Mystery author Margaret Maron burst onto the scene with the first novel of her Sigrid Harald series in 1981; her Deborah Knott series (for which she is beloved by us) did not begin until 1992. In the intervening years, Maron has won Edgar, Agatha, Anthony & Macavity Awards; been the President of Sisters in Crime; received the Grand Master Award from Mystery Writers of America; and many other accolades.
As of this writing, Margaret Maron has called time on both of her long-running series. She has not ruled out writing stories -which is how her career began 40 years ago - she is "ready to be done with contracts and deadlines" though she has "learned to never say never." (!) Ohio public radio station WYSO 91.3's Book Nook program has applauded Maron's choice: "Don't you love it when somebody has the good grace to go out at the top of their game?" We'll miss Sigrid and Deborah, but we certainly applaud Margaret Maron's future plans, which include wading into her TBR pile.

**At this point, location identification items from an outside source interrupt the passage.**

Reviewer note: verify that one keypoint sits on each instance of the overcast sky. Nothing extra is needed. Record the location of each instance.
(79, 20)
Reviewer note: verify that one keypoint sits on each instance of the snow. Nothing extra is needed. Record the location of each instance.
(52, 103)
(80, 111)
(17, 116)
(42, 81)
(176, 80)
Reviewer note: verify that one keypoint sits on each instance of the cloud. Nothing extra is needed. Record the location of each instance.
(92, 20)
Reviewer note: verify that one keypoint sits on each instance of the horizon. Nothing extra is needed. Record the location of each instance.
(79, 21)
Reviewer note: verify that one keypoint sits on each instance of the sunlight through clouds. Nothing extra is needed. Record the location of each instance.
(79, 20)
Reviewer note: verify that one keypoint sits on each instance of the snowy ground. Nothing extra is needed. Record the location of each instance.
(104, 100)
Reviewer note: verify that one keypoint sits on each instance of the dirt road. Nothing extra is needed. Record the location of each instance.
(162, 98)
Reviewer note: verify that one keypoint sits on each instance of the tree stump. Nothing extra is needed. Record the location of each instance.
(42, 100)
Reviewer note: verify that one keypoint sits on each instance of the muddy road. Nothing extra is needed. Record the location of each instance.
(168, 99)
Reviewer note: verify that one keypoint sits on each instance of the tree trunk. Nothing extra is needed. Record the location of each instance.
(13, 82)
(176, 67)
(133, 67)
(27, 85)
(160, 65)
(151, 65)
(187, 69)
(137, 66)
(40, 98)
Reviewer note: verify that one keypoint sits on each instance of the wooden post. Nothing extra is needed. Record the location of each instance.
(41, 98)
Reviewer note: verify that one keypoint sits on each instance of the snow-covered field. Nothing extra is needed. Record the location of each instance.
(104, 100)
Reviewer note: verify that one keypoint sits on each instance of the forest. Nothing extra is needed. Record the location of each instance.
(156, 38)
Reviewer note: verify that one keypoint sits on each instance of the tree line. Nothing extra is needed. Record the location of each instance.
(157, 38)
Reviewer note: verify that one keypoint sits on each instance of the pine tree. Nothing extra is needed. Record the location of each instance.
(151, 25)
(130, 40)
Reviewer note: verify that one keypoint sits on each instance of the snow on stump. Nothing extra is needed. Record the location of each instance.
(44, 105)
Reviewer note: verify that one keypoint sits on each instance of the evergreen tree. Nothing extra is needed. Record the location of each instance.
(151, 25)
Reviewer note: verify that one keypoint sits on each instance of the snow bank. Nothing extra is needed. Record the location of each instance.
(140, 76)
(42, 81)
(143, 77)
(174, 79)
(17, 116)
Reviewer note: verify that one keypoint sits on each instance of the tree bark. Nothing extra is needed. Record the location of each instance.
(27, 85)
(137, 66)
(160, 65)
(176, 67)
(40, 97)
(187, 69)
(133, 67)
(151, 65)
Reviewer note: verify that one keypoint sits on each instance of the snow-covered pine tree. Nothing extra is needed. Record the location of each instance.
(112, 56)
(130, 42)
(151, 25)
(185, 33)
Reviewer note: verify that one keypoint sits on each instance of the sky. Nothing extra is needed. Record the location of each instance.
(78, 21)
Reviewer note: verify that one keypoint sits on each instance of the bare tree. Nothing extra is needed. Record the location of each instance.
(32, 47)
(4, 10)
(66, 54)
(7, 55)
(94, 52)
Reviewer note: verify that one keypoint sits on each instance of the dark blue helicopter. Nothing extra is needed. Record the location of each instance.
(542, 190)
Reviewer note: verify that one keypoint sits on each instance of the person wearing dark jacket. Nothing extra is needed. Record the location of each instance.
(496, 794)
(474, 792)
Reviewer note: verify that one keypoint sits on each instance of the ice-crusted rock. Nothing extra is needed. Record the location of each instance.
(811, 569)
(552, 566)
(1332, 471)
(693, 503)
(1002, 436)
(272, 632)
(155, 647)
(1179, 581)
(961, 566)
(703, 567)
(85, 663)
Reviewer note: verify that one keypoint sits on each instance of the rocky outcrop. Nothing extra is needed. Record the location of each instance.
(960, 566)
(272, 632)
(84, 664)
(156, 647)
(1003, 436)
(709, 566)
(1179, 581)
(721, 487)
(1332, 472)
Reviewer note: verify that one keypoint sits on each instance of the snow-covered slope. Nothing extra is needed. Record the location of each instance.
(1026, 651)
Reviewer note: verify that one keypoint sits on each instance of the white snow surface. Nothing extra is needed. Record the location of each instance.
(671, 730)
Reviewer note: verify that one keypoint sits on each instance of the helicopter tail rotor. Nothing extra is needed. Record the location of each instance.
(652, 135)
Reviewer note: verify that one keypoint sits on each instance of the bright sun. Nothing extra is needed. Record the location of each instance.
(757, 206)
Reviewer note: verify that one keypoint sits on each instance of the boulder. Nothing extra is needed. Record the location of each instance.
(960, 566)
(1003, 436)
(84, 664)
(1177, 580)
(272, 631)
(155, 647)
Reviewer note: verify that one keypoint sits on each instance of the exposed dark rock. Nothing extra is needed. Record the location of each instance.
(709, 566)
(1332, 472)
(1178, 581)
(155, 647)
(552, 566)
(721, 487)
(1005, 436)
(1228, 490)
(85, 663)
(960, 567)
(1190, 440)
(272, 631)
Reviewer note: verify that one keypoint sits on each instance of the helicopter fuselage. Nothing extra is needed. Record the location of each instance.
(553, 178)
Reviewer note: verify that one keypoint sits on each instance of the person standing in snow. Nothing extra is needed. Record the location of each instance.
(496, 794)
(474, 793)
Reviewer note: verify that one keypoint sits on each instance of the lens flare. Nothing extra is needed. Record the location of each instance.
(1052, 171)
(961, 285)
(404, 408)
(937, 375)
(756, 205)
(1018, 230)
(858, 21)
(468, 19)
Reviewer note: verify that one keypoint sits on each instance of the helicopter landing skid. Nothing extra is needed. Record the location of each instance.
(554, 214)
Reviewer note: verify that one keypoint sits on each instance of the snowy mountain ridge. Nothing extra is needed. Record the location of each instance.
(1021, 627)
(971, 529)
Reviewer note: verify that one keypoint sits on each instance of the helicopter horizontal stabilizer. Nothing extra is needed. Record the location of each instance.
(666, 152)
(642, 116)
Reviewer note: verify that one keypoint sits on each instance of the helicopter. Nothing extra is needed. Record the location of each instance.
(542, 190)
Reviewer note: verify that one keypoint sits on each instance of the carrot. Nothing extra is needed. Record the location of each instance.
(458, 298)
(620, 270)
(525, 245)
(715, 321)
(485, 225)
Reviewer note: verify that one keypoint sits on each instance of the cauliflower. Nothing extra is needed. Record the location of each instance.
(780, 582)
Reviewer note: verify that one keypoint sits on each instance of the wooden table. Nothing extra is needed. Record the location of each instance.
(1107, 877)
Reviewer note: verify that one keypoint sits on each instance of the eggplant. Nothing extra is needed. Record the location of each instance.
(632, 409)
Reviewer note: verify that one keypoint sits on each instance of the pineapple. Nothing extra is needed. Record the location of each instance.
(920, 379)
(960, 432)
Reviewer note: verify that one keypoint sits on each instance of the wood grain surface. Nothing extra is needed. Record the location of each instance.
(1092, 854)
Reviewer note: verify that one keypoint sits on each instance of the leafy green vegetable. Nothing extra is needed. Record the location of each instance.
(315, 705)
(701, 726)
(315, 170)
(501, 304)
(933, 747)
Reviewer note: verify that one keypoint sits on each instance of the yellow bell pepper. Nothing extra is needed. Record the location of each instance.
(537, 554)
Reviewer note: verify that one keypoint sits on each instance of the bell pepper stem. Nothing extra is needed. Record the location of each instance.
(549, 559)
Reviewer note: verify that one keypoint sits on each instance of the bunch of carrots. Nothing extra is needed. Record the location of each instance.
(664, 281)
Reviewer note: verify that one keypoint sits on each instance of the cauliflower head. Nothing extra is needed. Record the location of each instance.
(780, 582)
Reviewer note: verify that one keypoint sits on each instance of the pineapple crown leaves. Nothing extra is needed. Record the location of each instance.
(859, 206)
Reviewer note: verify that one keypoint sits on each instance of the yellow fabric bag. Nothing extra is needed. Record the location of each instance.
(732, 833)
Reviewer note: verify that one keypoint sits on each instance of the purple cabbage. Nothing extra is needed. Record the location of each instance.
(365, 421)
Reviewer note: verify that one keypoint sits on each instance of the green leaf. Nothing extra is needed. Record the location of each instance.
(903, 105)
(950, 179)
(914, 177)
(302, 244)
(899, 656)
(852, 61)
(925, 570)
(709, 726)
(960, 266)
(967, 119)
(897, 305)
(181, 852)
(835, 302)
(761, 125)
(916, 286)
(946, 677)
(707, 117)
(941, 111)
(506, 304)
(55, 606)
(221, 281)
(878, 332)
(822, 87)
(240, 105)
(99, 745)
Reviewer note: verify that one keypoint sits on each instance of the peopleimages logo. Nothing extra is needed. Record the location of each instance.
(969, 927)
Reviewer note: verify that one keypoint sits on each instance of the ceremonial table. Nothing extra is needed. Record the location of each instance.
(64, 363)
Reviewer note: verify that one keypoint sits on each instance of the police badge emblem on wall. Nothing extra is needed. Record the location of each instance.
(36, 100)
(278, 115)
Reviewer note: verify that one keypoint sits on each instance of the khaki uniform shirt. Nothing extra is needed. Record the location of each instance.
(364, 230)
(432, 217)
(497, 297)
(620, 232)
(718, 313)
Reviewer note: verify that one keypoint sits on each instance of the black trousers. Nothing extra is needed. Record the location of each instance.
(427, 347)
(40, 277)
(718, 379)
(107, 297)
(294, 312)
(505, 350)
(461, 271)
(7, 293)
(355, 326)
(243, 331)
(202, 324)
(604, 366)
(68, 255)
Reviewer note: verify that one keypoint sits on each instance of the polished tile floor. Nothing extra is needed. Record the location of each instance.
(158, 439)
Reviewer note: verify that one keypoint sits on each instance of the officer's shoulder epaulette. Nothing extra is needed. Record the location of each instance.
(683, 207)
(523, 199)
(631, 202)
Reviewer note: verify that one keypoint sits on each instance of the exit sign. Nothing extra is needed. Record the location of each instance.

If you haven't yet read any of Maron's award-winning mysteries, we encourage you to check them out! She created Sigrid Harald, a homicide detective with the NYPD, based on her experiences living in New York with her husband during the early years of their marriage. Deborah Knott is a North Carolina district judge - the change of setting reflects the author's upbringing "where the Piedmont meets the Sandhills" of that state, though she emphatically declares the character is not based on her own family life. Maron says she chose these professions for her detectives because "Other,
more inventive writers can make it seem perfectly logical that a
schoolteacher or real estate agent or cookie-baking mom would keep
stumbling over murders that they could solve with their civilian skills,
but I needed a sturdier reed on which to lean."
Sigrid Harald series
9 titles, with 2 available in the library catalog currently, Fugitive Colors and Take Out (the last 2 books of the series)
Deborah Knott series
20 titles, beginning with Bootlegger's Daughter and ending with 2015's Long Upon the Land
These two characters of have a ying-yang relationship in Maron's mind - she created Deborah to be the opposite of Sigrid in many ways. Interestingly, Sigrid and Deborah are distantly related, and you can view Deborah's family tree - she's the youngest of a family of twelve - on Maron's website. The two detectives meet in Three Day Town, the 17th book in the Deborah Knott series.
Ms. Maron has also written a few non-series titles - try Last Lessons of Summer, for which she won North Carolina's Sir Walter Raleigh Award.